Read: Massachusetts State Parks COVID-19 Update

With 450,000 acres under management, the state Department of Conservation and Recreation (DCR) is largely open for business. Of course, they have closed the skating rinks, playgrounds, outdoor athletic fields and courts, and other facilities that, by their very nature, bring people in close proximity to each other. But the parks, forests, bike trails and beaches are open, with two conditions. Bathrooms are closed and trash receptacles have been removed to further inhibit the virus from spreading.

Saturday, March 21, was clear and crisp, bordering on cold, but the sky was azure blue with nary a cloud in sight. So my wife and I, with only fleeting time out of the house in the last few days, decided to head over to Callahan State Park.

The author at the trail head sign at the Marlborough entrance to Callahan State Park. Photo Credit: Doug Pizzi

The park, an 800-plus-acre preserve in Marlborough and Framingham, is just a few minutes from where we live. Its many trails, open to hiking and mountain biking, cover a varied terrain of forested hills, meadows, brooks and ponds. The parking lot at the entrance to the Marlborough side of the park was full, which I almost never see.

Hikers on the Pine Tree Loop Trail in Callahan State Park. Photo Credit: Doug Pizzi

We walked those trails for about an hour-and-a-half, passing by other singles, couples, families, and, of course, dogs. We maintained our distance to take advantage of this great outdoor space without risking harm to others or ourselves. This brief respite from the reality of the pandemic we’re fighting provided us lasting benefits, both physical and mental, for the balance of the day, maybe longer.

It is also important, though likely not at the top of anyone’s list right now, to be thinking of what will happen to these precious open spaces once things get back to normal. With your help, we made significant progress toward restoring DCR’s ability to provide the kind of recreational experiences we taxpayers deserve—experiences that contribute greatly to the $16 billion annual Massachusetts outdoor economy. The $7 million increase the Legislature gave, and, to his credit, Gov. Charlie Baker signed, in the Parks and Recreation Account (line 2810-0100), allowed DCR to begin to recover from deep fiscal cuts going back years. This appropriation followed the previous year’s increase of $2 million in that account.

Unfortunately, the Governor, in his proposed FY2021 budget, level-funded the 2810-0100 account, which due to inflation, is actually a cut in funding. The House Ways and Means Committee, where the proposed budget now sits, postponed its scheduled budget hearing for this month. House Ways and Means Chairman Aaron Michlewitz has said that it is unlikely the House will act on the budget until May.

MCV and other environmental NGOs are seeking a $2.75 million increase in the 2810-0100 account to continue the progress we’ve made over the last two years. DCR also has approximately $750 million in bond authorization funds from the 2018 Environmental Bond Bill. The Baker Administration approves projects drawing from that sum on a case by case basis. Keeping DCR moving forward in its operational and capital spending represents the best course for Massachusetts residents and visitors who use DCR property and facilities. It also represents a shovel-ready way to jumpstart our lagging economy, which is likely to get worse before it gets better.

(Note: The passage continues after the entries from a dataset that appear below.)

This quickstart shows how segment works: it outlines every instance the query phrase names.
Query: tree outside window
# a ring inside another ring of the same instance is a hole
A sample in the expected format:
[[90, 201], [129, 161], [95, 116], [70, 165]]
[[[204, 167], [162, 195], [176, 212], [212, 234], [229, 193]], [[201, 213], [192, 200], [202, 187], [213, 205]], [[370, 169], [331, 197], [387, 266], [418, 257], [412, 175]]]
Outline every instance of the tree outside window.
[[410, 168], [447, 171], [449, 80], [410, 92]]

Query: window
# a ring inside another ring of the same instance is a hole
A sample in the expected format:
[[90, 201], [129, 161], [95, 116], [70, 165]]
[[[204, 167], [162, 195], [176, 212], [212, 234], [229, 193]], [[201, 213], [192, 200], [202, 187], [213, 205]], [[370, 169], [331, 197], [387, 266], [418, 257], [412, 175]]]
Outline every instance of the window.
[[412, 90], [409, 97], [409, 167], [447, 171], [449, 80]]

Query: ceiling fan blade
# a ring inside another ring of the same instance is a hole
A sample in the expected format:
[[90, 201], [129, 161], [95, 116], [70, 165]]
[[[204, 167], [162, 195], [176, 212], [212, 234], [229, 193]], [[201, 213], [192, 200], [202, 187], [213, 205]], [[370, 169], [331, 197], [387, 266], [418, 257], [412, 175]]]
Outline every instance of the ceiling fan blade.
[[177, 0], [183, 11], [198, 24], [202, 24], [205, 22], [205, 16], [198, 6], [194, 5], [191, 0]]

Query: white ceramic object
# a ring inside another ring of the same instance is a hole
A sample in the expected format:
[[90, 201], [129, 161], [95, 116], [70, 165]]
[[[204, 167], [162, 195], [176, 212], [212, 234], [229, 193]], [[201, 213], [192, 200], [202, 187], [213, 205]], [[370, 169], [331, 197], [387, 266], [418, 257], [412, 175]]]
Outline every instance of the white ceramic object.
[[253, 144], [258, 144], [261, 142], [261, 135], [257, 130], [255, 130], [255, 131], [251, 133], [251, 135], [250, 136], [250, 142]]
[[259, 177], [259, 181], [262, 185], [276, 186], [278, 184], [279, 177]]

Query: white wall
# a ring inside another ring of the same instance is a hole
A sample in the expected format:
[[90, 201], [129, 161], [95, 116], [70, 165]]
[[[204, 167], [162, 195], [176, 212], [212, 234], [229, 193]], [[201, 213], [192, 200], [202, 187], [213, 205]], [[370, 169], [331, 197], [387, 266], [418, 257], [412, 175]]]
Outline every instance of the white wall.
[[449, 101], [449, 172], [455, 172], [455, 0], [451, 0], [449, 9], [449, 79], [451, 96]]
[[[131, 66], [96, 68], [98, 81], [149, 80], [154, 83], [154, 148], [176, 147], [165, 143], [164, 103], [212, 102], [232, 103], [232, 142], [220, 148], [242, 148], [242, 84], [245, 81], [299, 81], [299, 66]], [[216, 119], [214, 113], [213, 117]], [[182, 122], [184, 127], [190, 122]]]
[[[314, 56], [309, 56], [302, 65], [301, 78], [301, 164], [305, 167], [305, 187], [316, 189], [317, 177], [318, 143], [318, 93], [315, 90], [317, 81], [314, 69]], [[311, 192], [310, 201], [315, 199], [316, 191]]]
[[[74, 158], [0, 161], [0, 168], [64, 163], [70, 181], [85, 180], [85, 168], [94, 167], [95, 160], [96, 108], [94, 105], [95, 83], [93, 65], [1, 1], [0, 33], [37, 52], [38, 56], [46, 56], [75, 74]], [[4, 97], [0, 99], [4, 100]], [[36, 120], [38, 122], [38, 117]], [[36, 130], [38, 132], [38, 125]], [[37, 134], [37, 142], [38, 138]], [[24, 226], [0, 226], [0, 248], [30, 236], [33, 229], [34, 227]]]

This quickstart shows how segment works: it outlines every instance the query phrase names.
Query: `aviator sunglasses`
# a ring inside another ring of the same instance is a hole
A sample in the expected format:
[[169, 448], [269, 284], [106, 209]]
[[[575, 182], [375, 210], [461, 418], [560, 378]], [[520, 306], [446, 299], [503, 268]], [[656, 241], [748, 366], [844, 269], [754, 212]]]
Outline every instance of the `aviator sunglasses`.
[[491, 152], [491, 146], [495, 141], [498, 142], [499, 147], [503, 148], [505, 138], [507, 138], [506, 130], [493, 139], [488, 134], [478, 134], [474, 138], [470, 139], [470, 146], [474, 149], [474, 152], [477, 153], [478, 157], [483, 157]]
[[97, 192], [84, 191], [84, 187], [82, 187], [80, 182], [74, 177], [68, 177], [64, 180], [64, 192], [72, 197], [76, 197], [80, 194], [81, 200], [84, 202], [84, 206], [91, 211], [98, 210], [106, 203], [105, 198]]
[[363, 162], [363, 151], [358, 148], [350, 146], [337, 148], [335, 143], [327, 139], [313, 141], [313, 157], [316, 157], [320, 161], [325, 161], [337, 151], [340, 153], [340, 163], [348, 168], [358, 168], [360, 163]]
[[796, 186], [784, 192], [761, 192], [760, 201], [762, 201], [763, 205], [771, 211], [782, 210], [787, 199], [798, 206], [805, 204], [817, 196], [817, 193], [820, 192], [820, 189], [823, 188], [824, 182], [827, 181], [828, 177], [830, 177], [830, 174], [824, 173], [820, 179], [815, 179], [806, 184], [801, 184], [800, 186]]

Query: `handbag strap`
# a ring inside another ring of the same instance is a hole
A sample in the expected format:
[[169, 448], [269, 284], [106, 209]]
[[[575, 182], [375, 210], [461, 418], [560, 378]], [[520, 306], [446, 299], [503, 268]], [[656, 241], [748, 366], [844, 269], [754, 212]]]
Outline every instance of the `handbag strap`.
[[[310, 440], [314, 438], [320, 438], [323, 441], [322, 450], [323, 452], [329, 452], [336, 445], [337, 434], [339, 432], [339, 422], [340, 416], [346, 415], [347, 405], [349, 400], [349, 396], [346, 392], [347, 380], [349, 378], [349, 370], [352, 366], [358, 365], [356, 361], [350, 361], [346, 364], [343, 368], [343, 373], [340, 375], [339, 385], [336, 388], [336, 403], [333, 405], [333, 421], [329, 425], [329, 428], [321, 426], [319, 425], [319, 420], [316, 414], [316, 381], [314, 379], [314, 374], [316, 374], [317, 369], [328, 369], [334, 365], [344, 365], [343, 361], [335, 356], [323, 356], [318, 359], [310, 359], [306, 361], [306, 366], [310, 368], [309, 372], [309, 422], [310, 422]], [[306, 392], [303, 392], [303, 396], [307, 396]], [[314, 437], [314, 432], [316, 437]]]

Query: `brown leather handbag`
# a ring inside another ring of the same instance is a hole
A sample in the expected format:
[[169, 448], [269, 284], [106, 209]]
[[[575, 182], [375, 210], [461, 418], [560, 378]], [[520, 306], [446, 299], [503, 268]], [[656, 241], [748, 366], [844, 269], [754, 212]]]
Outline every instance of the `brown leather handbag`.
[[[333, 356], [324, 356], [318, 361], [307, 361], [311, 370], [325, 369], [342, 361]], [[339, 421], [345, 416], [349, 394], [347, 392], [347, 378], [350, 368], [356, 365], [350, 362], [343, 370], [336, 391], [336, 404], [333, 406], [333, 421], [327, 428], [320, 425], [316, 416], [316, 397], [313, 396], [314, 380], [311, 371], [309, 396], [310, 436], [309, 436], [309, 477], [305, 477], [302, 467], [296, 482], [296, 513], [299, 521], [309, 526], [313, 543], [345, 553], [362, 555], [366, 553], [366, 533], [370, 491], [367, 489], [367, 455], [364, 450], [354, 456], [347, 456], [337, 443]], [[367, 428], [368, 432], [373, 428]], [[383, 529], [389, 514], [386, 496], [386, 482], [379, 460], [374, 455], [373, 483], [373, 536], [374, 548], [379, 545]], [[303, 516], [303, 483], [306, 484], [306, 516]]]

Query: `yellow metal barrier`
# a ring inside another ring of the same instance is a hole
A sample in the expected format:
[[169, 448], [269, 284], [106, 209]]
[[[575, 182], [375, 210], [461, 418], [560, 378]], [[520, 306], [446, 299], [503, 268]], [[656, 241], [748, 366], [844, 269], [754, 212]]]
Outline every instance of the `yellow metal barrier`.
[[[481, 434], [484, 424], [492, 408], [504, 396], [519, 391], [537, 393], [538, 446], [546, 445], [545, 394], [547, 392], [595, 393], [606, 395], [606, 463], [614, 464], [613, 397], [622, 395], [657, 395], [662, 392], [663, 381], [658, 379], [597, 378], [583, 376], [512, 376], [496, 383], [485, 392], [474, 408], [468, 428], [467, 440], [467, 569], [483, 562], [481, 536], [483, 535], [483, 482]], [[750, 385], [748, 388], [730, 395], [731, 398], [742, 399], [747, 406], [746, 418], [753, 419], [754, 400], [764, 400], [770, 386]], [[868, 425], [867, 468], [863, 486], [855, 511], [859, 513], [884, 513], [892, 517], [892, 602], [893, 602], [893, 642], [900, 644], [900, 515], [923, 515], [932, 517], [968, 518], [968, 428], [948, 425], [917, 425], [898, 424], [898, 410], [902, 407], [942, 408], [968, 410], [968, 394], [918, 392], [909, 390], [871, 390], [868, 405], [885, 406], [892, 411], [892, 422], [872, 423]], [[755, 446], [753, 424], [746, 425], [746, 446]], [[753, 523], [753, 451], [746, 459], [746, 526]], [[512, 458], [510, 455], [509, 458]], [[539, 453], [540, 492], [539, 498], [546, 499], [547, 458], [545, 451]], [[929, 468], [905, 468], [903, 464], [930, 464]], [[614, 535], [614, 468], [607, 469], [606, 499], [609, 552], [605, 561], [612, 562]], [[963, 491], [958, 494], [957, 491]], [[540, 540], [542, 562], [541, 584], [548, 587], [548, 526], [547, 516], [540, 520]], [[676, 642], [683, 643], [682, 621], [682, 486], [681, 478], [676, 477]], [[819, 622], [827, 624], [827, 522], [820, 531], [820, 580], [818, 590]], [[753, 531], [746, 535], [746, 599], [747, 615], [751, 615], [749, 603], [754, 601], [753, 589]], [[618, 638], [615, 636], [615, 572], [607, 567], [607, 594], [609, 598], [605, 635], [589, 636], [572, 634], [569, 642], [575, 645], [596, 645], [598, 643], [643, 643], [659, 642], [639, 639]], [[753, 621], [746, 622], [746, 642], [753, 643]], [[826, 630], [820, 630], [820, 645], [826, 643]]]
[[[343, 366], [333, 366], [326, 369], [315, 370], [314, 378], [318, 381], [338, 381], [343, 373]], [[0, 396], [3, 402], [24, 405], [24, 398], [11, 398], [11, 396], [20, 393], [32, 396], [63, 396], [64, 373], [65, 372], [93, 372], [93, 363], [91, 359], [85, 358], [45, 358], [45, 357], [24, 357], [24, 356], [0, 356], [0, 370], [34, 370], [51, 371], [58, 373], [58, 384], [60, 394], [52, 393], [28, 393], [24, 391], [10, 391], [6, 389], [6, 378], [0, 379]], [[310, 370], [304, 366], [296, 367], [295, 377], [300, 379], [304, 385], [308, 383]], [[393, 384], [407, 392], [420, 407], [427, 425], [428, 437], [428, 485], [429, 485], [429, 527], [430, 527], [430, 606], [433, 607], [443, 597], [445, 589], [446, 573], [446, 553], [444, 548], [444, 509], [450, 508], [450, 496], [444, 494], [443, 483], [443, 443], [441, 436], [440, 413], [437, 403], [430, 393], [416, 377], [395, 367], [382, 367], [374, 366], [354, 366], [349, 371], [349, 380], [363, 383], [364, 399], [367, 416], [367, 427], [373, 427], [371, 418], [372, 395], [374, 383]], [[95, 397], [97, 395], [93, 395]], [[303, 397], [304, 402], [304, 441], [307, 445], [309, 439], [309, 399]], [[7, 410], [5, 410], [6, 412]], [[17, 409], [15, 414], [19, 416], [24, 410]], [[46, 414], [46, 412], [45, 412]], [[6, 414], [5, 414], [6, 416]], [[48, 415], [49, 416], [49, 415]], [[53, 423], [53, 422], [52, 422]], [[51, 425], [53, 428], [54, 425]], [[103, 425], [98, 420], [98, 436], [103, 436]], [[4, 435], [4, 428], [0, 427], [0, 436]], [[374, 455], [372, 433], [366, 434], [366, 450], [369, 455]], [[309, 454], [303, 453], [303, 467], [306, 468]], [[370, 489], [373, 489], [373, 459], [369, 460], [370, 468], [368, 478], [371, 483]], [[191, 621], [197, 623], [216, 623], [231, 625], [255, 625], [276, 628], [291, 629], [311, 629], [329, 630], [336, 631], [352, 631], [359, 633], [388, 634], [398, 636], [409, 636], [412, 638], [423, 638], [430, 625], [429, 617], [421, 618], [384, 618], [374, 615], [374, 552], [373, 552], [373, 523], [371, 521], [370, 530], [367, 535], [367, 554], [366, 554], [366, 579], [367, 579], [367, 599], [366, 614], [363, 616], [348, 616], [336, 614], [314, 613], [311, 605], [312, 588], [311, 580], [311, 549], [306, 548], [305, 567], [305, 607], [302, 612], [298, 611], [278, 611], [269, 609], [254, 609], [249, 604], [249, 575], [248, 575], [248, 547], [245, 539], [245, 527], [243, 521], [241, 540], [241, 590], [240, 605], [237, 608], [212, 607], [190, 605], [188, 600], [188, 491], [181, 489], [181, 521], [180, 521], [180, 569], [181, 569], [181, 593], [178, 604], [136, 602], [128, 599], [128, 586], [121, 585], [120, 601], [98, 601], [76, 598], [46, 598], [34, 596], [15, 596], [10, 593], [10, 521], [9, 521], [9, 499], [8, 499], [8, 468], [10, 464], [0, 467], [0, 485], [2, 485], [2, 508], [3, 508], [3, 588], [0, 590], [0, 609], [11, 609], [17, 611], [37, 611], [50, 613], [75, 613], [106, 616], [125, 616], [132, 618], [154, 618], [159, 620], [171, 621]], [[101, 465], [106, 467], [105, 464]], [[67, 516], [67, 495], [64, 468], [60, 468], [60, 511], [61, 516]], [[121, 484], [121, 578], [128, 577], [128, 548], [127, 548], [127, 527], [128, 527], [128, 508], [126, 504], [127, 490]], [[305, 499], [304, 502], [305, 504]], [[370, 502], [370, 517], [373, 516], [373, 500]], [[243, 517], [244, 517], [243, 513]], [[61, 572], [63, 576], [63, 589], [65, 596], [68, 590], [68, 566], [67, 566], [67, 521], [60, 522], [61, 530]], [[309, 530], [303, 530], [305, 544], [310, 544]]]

When the time comes, we’ll be asking you to contact Ways and Means and your legislators to urge them along this prudent, even necessary course. We will also be urging you to ask legislators to reject the Baker Administration’s proposed transfer of DCR parkways, Storrow Drive, Soldier’s Field Road, Day Boulevard and Morrissey Boulevard to MassDOT via outside budget sections 5, 96, and 107. For more information, see our January and February blogs on our website.

Until the legislatively created Special Study Commission on DCR completes its work, which was just starting when COVID-19 shut everything down, it is premature to even talk about transferring roads through historic park landscapes, some designed by Frederick Law Olmsted and Charles Eliot, from our park agency to our highway agency.

For now, get thee to a park and enjoy one of the few things we can still do to bring fresh air to our lungs, happy thoughts to our brains and smiles to our faces until things to get back to normal.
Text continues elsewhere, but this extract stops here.